I went to sleep at around one in order to be able to finish last stitches on my
costume in the morning from 8 am to 1.30 am. Then I left the flat and took care of the
decoration at the theater. Everybody was in a good mood, while I was pretty tired (the
best way to handle my nervousness). It was good to have a lot to do that day. Sewing,
going to the theater and taking care of the decoration of the tables and room seemed
just a perfect task to prepare a performance. I worked with my 25 mm long fingernails,
dark red and perfect to scratch Albert at the end of our last tango where I change into
a Furiae: Ochos Negros (black eyes). To my surprise I got very nervous 3 minutes before
the show started. I tried to handle a needle and it was just impossible because I was
trembling. I didn't have such a feeling since I performed at the new museum in new York
in 1993 when 30 collectors from the Ludwig museum came by to see my piece and hear me
speak. I ended up then being pretty convincing and got calmer but when I wanted to hold
the needle my hand was shaking like a tumbling washing machine. I haven't been very
nervous since of course sometimes a little pressure in my stomach but never again a
weakness in my knees or hands. I wondered whether I should have had some beta blockers.
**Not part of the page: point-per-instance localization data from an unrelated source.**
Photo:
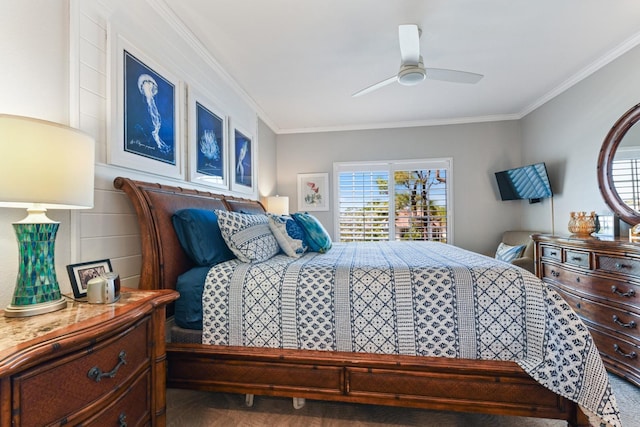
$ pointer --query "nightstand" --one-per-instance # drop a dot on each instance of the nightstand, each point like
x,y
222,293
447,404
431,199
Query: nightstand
x,y
95,364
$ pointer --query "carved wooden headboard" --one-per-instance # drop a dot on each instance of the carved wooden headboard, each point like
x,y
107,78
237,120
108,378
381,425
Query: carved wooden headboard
x,y
163,259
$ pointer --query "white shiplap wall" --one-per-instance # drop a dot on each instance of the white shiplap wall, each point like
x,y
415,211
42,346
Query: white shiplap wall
x,y
110,230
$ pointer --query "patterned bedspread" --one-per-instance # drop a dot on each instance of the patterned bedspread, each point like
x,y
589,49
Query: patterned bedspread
x,y
412,298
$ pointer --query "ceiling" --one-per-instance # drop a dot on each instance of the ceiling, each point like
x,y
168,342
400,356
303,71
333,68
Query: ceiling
x,y
300,61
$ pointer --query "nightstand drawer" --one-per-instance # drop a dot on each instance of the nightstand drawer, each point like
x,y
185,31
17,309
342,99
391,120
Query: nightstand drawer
x,y
551,252
132,408
56,391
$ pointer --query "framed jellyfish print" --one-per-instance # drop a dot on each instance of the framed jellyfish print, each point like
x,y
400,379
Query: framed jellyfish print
x,y
243,160
146,101
207,143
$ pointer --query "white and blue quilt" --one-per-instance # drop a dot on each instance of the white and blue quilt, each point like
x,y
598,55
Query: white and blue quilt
x,y
409,298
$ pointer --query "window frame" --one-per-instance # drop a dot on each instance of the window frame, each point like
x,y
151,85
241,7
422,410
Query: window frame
x,y
391,166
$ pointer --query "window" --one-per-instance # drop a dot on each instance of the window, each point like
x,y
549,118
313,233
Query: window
x,y
399,200
626,175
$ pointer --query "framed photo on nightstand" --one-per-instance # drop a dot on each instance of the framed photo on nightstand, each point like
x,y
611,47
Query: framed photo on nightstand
x,y
80,274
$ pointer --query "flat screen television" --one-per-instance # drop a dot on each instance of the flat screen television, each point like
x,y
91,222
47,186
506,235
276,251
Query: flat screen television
x,y
527,182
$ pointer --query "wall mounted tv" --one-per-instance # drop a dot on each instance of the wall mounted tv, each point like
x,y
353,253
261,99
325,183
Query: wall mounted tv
x,y
526,182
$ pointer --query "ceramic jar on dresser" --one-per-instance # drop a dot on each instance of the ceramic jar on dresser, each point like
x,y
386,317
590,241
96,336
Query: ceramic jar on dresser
x,y
600,279
89,364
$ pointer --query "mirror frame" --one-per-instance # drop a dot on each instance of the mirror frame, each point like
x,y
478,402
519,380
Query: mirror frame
x,y
605,166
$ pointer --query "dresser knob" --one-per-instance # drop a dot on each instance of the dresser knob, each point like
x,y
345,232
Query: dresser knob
x,y
621,266
627,294
631,355
629,325
97,374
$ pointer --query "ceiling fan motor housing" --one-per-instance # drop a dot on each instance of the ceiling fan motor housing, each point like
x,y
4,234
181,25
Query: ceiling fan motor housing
x,y
410,75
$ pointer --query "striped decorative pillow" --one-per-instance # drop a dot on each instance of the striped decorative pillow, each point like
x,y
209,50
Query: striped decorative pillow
x,y
248,236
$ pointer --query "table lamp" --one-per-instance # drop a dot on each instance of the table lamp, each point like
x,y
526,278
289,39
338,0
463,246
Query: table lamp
x,y
43,165
278,205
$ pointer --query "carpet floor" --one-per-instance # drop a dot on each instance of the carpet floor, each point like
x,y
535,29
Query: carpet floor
x,y
188,408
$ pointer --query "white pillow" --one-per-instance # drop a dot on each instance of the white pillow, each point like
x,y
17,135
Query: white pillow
x,y
248,236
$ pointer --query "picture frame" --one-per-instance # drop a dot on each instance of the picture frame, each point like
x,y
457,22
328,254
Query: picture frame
x,y
244,160
207,142
146,113
80,274
313,192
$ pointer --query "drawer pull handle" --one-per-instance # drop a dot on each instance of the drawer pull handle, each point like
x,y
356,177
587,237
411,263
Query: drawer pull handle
x,y
629,325
627,294
620,266
96,373
631,355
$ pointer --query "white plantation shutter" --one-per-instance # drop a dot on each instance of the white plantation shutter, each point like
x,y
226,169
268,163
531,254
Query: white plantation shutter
x,y
397,200
626,173
364,206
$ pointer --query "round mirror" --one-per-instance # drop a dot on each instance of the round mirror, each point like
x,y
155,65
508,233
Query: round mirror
x,y
619,167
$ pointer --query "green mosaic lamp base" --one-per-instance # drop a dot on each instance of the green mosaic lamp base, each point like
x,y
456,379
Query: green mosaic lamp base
x,y
37,289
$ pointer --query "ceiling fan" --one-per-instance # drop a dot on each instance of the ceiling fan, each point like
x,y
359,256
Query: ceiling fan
x,y
412,70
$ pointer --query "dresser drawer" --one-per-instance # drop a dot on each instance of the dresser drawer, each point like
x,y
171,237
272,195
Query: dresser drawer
x,y
608,317
612,264
607,290
616,351
131,409
58,390
577,258
552,252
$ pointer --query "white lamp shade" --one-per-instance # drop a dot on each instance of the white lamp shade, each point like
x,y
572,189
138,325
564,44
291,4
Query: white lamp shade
x,y
278,205
45,163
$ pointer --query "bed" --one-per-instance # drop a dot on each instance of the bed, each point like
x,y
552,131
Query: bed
x,y
334,371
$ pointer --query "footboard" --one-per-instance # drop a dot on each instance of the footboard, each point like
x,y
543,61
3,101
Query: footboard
x,y
492,387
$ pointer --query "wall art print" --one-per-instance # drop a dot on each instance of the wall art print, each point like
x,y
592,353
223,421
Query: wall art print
x,y
313,192
208,148
244,161
149,106
147,114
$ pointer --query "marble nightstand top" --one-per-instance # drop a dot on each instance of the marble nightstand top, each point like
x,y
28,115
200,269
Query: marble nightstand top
x,y
19,330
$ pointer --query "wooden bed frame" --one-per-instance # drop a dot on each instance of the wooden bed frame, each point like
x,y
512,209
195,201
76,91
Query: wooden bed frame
x,y
493,387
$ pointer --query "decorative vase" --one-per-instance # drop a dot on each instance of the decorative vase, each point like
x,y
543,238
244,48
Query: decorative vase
x,y
582,224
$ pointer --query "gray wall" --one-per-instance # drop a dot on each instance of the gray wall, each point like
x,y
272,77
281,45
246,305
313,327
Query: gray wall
x,y
567,132
478,150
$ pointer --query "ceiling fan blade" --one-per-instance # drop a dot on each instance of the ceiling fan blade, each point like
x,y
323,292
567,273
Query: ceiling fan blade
x,y
376,86
409,35
453,75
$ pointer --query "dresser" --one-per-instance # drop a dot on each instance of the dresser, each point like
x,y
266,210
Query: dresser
x,y
95,364
600,279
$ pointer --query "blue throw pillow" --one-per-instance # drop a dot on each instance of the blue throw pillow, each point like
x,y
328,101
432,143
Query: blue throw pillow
x,y
315,234
200,237
289,234
508,253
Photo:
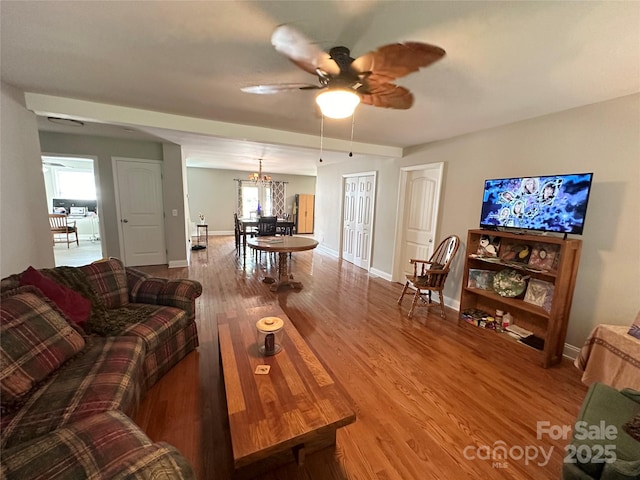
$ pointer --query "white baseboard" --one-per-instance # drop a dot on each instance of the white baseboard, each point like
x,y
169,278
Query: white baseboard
x,y
217,232
328,251
379,273
570,351
178,263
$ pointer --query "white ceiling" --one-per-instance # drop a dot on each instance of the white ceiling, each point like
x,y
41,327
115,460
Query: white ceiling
x,y
173,70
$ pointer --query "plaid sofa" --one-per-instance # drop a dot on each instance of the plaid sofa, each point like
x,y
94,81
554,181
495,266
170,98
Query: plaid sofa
x,y
66,395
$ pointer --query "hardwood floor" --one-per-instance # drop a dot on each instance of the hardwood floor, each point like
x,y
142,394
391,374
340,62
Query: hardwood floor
x,y
432,399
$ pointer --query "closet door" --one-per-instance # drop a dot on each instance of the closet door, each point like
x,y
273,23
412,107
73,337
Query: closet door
x,y
364,218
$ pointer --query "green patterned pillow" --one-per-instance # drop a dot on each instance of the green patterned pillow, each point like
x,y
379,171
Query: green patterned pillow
x,y
35,340
109,279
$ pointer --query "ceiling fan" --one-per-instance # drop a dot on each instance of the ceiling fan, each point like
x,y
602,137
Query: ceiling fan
x,y
367,79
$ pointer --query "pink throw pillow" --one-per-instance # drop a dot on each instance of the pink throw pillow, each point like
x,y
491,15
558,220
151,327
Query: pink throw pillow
x,y
635,327
76,307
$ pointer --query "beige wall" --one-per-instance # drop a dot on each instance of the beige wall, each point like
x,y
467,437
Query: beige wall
x,y
603,138
25,237
214,193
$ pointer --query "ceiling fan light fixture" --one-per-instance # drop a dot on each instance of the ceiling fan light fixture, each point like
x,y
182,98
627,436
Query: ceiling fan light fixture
x,y
338,102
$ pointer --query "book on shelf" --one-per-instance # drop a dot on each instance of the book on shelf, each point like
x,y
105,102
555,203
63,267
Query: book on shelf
x,y
533,341
482,279
544,256
515,252
488,246
539,293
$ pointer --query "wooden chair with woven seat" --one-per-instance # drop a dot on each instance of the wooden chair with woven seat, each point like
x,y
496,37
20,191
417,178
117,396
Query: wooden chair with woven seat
x,y
62,229
430,275
267,227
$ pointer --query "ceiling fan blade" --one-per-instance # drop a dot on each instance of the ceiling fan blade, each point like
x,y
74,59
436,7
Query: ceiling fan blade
x,y
396,60
278,87
301,51
386,95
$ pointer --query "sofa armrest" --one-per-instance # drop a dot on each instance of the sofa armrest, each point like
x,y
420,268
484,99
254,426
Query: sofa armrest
x,y
180,293
631,394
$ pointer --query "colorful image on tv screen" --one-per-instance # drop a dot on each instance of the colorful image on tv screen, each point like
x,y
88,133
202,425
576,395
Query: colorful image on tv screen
x,y
555,203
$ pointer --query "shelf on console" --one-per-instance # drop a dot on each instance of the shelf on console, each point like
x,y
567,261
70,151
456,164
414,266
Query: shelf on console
x,y
510,302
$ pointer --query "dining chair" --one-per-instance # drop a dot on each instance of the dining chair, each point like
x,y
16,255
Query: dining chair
x,y
267,226
62,229
430,275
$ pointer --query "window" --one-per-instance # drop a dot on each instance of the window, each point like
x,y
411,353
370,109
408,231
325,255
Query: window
x,y
251,195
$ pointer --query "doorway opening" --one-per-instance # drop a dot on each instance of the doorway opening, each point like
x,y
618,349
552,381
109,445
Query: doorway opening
x,y
70,185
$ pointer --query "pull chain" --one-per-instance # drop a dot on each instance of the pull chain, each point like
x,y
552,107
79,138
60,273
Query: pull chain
x,y
321,136
353,124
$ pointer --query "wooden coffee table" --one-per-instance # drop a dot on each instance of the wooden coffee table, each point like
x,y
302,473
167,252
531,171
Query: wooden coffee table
x,y
279,417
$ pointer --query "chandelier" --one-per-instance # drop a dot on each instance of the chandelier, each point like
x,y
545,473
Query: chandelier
x,y
259,178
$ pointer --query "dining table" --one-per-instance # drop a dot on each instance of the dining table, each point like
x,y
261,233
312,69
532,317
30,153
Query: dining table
x,y
282,245
285,226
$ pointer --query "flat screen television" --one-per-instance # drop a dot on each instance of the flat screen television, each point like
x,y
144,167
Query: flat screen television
x,y
555,203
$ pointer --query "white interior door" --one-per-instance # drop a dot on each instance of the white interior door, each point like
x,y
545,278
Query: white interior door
x,y
421,188
141,212
349,219
364,218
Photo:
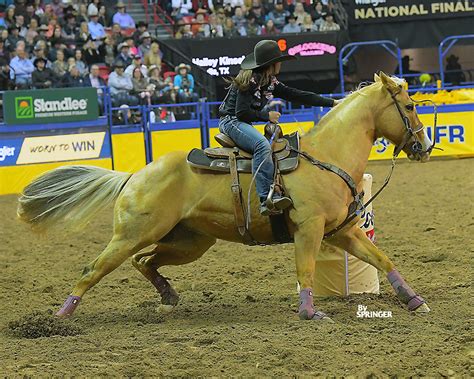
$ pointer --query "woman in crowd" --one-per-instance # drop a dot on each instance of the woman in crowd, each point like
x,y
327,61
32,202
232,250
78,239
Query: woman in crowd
x,y
141,88
60,66
154,56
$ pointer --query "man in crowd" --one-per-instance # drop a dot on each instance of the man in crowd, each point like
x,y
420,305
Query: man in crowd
x,y
21,69
120,86
122,18
42,77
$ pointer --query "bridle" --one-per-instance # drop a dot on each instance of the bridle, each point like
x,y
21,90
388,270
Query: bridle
x,y
357,206
410,133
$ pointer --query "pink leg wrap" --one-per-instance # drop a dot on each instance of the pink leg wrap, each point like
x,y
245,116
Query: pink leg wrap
x,y
306,310
69,306
404,291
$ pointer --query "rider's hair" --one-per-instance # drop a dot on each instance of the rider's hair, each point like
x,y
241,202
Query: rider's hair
x,y
262,76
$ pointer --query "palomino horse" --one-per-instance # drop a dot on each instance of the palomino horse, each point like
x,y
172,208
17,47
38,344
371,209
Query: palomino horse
x,y
182,211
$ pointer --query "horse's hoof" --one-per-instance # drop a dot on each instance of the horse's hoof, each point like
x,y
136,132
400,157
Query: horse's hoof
x,y
165,308
423,308
321,316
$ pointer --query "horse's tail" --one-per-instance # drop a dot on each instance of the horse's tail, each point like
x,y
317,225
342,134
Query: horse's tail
x,y
69,195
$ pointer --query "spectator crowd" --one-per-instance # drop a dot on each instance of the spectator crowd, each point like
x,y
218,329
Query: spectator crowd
x,y
78,44
232,18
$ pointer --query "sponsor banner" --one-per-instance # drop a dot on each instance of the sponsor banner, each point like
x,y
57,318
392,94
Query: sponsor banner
x,y
382,11
219,57
54,148
50,106
454,134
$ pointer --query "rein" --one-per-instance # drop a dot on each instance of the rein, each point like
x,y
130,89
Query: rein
x,y
357,206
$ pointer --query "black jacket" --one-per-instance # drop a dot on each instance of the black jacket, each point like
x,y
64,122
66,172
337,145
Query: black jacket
x,y
248,105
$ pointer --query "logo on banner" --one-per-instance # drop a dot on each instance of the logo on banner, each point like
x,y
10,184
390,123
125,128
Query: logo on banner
x,y
24,107
6,151
61,148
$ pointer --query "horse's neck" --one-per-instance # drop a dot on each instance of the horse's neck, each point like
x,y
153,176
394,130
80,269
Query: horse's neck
x,y
344,137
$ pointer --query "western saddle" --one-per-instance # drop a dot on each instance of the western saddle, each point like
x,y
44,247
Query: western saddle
x,y
231,159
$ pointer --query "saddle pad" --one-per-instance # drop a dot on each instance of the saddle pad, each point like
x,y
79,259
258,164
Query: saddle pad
x,y
198,159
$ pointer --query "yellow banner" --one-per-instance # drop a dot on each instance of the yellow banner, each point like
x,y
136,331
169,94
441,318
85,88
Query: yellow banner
x,y
454,134
61,148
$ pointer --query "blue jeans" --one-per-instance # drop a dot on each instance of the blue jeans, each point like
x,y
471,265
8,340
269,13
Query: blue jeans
x,y
249,139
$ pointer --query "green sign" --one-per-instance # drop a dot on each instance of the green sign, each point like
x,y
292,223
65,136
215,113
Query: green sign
x,y
50,106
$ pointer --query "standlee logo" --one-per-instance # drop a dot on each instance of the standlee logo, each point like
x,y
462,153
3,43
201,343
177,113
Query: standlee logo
x,y
26,107
362,312
6,151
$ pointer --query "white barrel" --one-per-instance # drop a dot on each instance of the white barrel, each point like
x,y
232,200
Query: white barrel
x,y
338,273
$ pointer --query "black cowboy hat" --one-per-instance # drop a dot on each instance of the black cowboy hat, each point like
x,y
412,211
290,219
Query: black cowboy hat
x,y
266,52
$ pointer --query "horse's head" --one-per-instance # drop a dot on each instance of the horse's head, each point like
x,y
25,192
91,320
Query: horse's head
x,y
399,123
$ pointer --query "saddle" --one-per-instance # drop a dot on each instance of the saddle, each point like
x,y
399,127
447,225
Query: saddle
x,y
231,159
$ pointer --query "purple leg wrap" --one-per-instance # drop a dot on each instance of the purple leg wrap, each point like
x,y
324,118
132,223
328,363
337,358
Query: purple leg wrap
x,y
404,291
69,306
306,310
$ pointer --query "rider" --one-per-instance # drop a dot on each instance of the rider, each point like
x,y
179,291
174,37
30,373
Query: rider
x,y
249,92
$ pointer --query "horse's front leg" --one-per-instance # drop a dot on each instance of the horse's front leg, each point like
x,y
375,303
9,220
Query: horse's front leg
x,y
355,242
308,239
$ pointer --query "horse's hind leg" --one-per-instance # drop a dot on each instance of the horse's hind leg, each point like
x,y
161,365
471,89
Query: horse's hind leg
x,y
181,246
355,242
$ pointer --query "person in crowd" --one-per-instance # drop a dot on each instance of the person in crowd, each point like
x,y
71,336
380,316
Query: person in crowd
x,y
278,15
145,45
154,56
20,23
181,8
244,105
10,16
213,28
124,55
300,13
83,34
107,50
120,86
32,32
184,83
42,77
329,24
91,54
270,29
21,69
81,65
163,92
60,66
40,53
70,30
308,24
57,8
136,63
253,29
259,13
453,72
239,19
199,21
142,27
229,28
94,80
116,36
96,30
291,26
141,88
122,18
73,78
13,37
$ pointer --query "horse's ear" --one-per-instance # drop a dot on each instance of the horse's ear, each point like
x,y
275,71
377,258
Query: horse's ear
x,y
387,81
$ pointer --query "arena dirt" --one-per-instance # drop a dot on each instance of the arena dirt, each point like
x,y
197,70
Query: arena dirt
x,y
237,311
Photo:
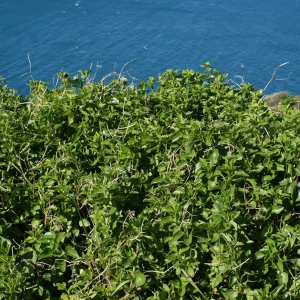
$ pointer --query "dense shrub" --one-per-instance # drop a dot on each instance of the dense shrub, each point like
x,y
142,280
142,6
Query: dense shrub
x,y
181,188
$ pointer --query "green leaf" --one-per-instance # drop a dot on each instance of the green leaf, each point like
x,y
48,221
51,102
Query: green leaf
x,y
49,235
72,252
188,146
282,278
139,279
61,265
232,294
214,156
277,209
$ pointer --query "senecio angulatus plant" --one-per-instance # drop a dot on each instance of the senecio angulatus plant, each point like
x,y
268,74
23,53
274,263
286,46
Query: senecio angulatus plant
x,y
181,187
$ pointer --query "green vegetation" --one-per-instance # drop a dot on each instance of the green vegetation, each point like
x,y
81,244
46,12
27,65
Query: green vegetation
x,y
181,188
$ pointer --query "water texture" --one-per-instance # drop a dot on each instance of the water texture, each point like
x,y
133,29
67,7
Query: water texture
x,y
237,37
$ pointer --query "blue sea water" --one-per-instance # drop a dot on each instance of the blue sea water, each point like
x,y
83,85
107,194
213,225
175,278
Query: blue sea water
x,y
241,38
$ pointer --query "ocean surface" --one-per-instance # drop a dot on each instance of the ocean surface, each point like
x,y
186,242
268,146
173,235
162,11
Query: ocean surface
x,y
245,39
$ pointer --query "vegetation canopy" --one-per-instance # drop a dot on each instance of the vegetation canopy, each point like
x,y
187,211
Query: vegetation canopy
x,y
185,187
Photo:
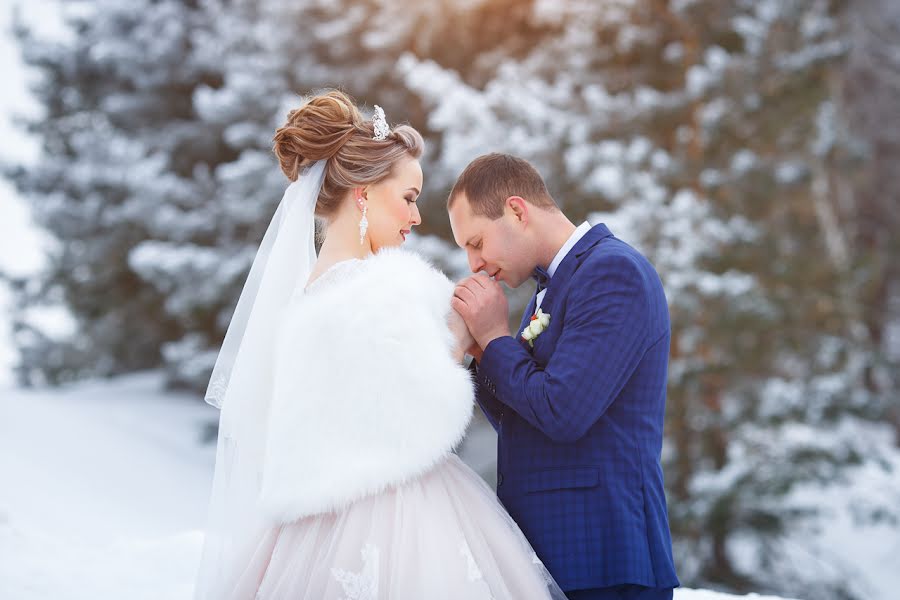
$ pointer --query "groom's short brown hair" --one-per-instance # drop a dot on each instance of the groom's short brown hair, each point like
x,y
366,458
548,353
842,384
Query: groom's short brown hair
x,y
490,179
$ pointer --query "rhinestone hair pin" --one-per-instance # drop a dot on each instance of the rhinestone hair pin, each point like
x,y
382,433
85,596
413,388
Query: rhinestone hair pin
x,y
382,130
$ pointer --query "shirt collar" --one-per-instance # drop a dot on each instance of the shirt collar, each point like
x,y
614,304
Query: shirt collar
x,y
570,243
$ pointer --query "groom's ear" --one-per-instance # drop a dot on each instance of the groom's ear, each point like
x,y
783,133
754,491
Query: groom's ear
x,y
519,208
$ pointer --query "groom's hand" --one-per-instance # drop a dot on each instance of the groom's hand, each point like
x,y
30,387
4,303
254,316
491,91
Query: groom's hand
x,y
481,303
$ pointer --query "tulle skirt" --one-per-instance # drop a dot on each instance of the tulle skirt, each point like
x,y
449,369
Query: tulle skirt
x,y
443,535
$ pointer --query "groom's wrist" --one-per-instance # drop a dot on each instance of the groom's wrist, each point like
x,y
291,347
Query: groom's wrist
x,y
487,339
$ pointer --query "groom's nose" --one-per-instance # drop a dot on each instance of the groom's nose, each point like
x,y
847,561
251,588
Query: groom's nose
x,y
475,262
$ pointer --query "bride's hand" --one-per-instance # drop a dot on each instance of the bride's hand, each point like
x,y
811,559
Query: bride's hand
x,y
464,339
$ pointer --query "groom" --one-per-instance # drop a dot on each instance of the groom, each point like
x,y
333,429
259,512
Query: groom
x,y
579,407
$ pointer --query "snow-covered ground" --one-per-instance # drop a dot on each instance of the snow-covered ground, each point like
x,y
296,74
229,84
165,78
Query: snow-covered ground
x,y
103,492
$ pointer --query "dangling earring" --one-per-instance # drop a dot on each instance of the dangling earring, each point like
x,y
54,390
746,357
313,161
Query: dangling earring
x,y
364,222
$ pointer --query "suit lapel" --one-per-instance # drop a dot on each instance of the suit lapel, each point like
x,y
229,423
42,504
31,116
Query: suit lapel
x,y
526,318
570,263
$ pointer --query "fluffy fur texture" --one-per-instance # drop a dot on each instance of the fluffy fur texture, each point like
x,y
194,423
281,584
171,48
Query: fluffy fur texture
x,y
367,393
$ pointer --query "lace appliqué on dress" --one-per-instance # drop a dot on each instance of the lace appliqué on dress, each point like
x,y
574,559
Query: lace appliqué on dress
x,y
548,579
473,573
362,585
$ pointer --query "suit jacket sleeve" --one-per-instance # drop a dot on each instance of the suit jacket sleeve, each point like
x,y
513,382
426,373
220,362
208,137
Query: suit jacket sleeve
x,y
604,336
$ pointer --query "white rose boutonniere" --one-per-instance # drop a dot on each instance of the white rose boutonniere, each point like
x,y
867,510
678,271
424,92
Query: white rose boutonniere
x,y
539,322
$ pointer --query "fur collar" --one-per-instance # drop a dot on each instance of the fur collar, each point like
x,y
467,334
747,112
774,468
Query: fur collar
x,y
367,394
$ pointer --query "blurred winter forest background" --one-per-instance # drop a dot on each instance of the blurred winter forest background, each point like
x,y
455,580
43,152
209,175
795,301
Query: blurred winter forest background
x,y
750,148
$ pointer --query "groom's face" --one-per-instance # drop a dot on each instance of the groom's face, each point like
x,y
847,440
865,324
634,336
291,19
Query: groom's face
x,y
499,247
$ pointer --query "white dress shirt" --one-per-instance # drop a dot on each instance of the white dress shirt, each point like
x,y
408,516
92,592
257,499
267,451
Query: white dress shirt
x,y
570,243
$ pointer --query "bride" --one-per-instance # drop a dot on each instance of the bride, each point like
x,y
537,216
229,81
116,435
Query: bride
x,y
343,397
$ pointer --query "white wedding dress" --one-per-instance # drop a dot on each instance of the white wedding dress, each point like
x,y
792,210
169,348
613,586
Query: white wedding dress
x,y
361,495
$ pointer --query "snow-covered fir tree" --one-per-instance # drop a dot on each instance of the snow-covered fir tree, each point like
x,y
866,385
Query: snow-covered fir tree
x,y
710,136
744,146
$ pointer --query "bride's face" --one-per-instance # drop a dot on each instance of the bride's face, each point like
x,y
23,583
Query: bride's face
x,y
392,206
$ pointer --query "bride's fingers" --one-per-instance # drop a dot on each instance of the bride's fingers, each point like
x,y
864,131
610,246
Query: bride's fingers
x,y
467,292
480,279
461,308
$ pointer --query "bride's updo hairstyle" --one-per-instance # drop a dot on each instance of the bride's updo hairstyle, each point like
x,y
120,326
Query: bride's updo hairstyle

During my graduation from high school I had a knock out and couldn't speak anymore. I
sat in front of my English teacher and the committee and I just couldn't speak a word.
It was like a bad dream, you have to run because there is a danger approaching you and
your limbs are lame. The jury asked me to get up and at least write my name. I felt
completely like an idiot and trembled my name with chalk on the board. On my way back I
collapsed hyperventilating, being blue and pale. It was actually very exciting. I got
picked up by the emergency doctors. They wondered whether I had any drugs or epilepsy.
I simply had anemia and with the stress for some reason my body hyperventilated. I
remembered this scene very well my teacher carrying me into the emergency room and at
some point passing out and having to breath into a plastic bag held by a handsome young
man. It was an ugly feeling, I felt I was going to die I was completely lame couldn't
move anything and my blood being really loud rushing through my veins. For some reason
I remembered this scene backstage before I went on stage. Everyone was so nervous back
there that I caught it like a virus. when the director spit over my left shoulder he
was shaking and I realized that he was more nervous than we all. Albert had arrived
almost last minute at 8.30 and couldn't find his jacket. He was a wrack and what felt
good is finally Albert holding my hand. He was trembling which made me calmer and I
whispered: Don't worry, it fits into our roles. Remember we tremble for lust, it will
look like desire. Your such a monster and I'll eat you backstage and then I was my
turn...I had to come out. Once I stood there in the door, with my black silk-cashmere
cape and white leather gloves my strange large hat tilted towards the ceiling and my
black and gold design silk dress, my 11 cm heels, false eyelashes and overpainted lips
I suddenly had metamorphosed into her, this woman who's name I still don't know and
will remain secret. This woman who enjoys being seen. The rich blasé slightly bored
diva, an aged extravagant ex model , or was she opera singer in her mid forties
slightly disappointed of life cause she never really made it. The audience was
whistling and clapping. I almost laughed but could change it into a slightly disgusted
bored look of this art piece of a woman who is used to such a reaction whenever she
enters a room. As I had repeated my way of appearance at least a hundred times, I
remained cool and bored by the admiring glances of my audience, the other people that
happened to be with me in this établissement. A light cough held back by my white
leather gloves and spread fingers together with a bitter glance of disgust towards the
two men expecting me provoked a big laughter in the audience. before I sat down I
pulled my chair, standing too near two men who where watching with big eyes a little
further away....well what shall I say the evening was a great success and people where
really amused and excited. Albert and I danced well, in fact I even jumped higher than
I ever did before. I look forward to perform again tomorrow.